Hedera
A Hadoop toolkit for processing large versioned document collections
Some technical features:
While there are several frameworks built to support processing big textual data (both in MapReduce and non-MapReduce fashion), little has been focused on efficient processing of versioned document collections such as Web archives, revisions of collaborated documents (news articles or encyclopedia pages such as Wikipedia). As compared to traditional corpora, versioned documents have some following special characteristics:
- Two-level Load Balancing*: As a typical Hadoop setting, Hedera
feeds the Mapper with InputSplits. Each InputSplit object contain a
self-described piece of text and will be processed in
parallel. The sizes of the InputSplit is calculated based on the
size of the documents, snapshots and system-defined max split size. Hedera splits versioned documents via two levels:
- Level 1: Each InputSplit contains a set of full snapshots of documents.
- Level 2: Each InputSplit is read using an ETLReader implementation to output several Mapper input. Each Mapper input contains document header, a set of related snapshots or their differentials, depending on one particular job. Here the "relatedness'' is defined using a factory of Hedera methods, and is extensible to faciliate new processing requirements.
- Incremental Processing*: When used for indexing or information extraction jobs, Hedera provides the option to work with differentials instead of many duplicated texts. A Hedera reader checks for two snapshots and outputs only their changes to the next step of the workflow. This helps reducing a huge amount of text sent around the network, and in many cases it is sufficient to look only the changes in the job. When original text is needed, a Reconstructor can be called to communicate with related objects (via the ids stored in the header of the messages), and it re-builds the content in reducer phase at will.
- Fast Approximated Reader and Extractor on the go*: In many cases,
versions of one documents can differ
by only a few minor tokens, and those differences are irrelevant
for many information extraction jobs. Hedera provides a fast way to
skip redundant snapshots and only triggers the extraction when
detecting the big changes in semantics of the documents. A typical
workflow for a fast reading and extraction is as follows:
- An ETLReader object is implemented and instantiated. The reader is pushed down to the very first phase of the inputting cycle in Hadoop, thereby to avoid passing irrelevant text to the next layer.
-
It extracts lightweight meta-data for each snapshots it reads
(e.g. snapshot length, the length of title, timestamps,...). This
is done by overwritting the method
extractMetadata()
in ETLReader. - For each new snapshot obtained, the reader examines its meta-data with ones from previous snapshots.
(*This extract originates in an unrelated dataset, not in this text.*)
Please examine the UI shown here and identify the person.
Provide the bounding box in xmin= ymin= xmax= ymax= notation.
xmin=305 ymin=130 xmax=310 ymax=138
- If a substantial change is detected, the previous snapshot is thrown away and replaced by the new one.
-
If there are no big changes in the content, the reader then
invokes the method
inspectEdits()
to see whether the currently visited snapshots is the improvement of syntax, typos, etc. of the previous one and can replace it. Note that both methodsextractMetadata()
andinspectEdits()
work only on the meta-data of the snapshots and not the actual contents. They are based on heuristics to enable fast checking. - After these two fast checking, the actual (and often expensive) information extraction operation is called. After that, all previous snapshots are thrown away.
- Compressed file handling: Many big corpora bundles the documents in one or several compressed file chunks. Hedera supports the ability to detect snapshots and splits virtually the document snapshots inside each chunk, without performing physical decompression on the files. The decompressing and reading is deferred till the last phase of the information extraction.